About 1893, Mrs. Swycaffer moved the building to its present location on Sycamore and River Street. She continued to run a boarding house there for a number of years. In 1900 it was leased to the Martin family, who turned it into a grocery store and Post Office for approximately five years. Charles Greenleaf also used it for headquarters for his stage line to Alpine, Descanso, and Cuyamaca.
In 1905 Mrs. Swycaffer and her daughter, Nettie, came back to Lakeside and used the Hotel as their residence. Another daughter, Mrs. Beatrice Price, better known as “Beaty” or “Aunt Beaty” took over in 1908 after the death of her father. Nettie died in 1906. Mrs. Price made many changes. She built a two-story addition with six bedrooms upstairs, three bedrooms downstairs, a parlor and an office. A long covered wooden porch was added across the front and south side, and a white picket fence with climbing roses completed the pleasing appearance of the Boarding House. Mrs. Swycaffer died in 1924, and Aunt Beaty continued with the operation of the Hotel until her death in 1934. Her sister, Mrs. Frances Corona, inherited the Hotel and ran it for three years before she sold it, ending 54 years of the Swycaffer ownership.

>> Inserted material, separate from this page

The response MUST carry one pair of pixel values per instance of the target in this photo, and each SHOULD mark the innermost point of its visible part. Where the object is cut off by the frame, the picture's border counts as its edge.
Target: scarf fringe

In 1941 Mrs. Corona sold to Clark H. Thompson and Eldon G. “Curley” Petzoldt. In rummaging the Hotel’s storage places, they found the old register beginning with the date May 1888, and ending September 1889. It was a “husky” book two inches thick, 12 inches wide and I8 inches long. Once it had a page-size blotter bound between each two pages. It carried advertisements at the bottom of each page from the San Francisco Chronicle, the San Francisco Examiner, Peruvian Bitters and many others. A look at some of the registrations is a history lesson in itself. There was a guest from Spokane Falls , W. T. (Spokane, Washington Territory, because Washington was not admitted as a state until a year later, November 11, 1889). There was one from Yuma, A. T., for Arizona was not a state until February 14, 1912 Jersey was not New Jersey, but the English Channel Jersey, the island where the cows came from. Londo led the foreign registrations, but guests were registered from Ireland Scotland, Spain, Mexico, Canada, China and Samoa. In the United States geography, virtually all of the big eastern and Midwestern cities were represented, also many of the smaller ones. San Diego, naturally, appeared most frequently, but Boston seemed to lead the more distant places. The names of the register recall the part of San Diego’s past which laid foundations for its present. Perhaps chief of the old-timers who signed the register was A. E. “Father” Horton, who came to San Diego in 1867. There is also C. J. Stough, who lived to be more than 100 years of age, and had his picture in the Union on his birthday every year after he was 95.
George W. Marston, Mrs. Marston and three children were registered. So was Judge M. A. Luce, who came to San Diego in 1873; Charles S. Hardy, cattle dealer who came in 1881; W. A. Sloane, who came to San Diego in 1887; Charles S. Hamilton, grocer; J. W. Sefton, bank president; Russell H. Gunnis, banker, and Thos. Whaley, Pioneer of California ‘49, of San Diego 1851.
On a special column on the right of each page were recorded the Lakeside Hotel’s other guests – “I horse, or 2 horses.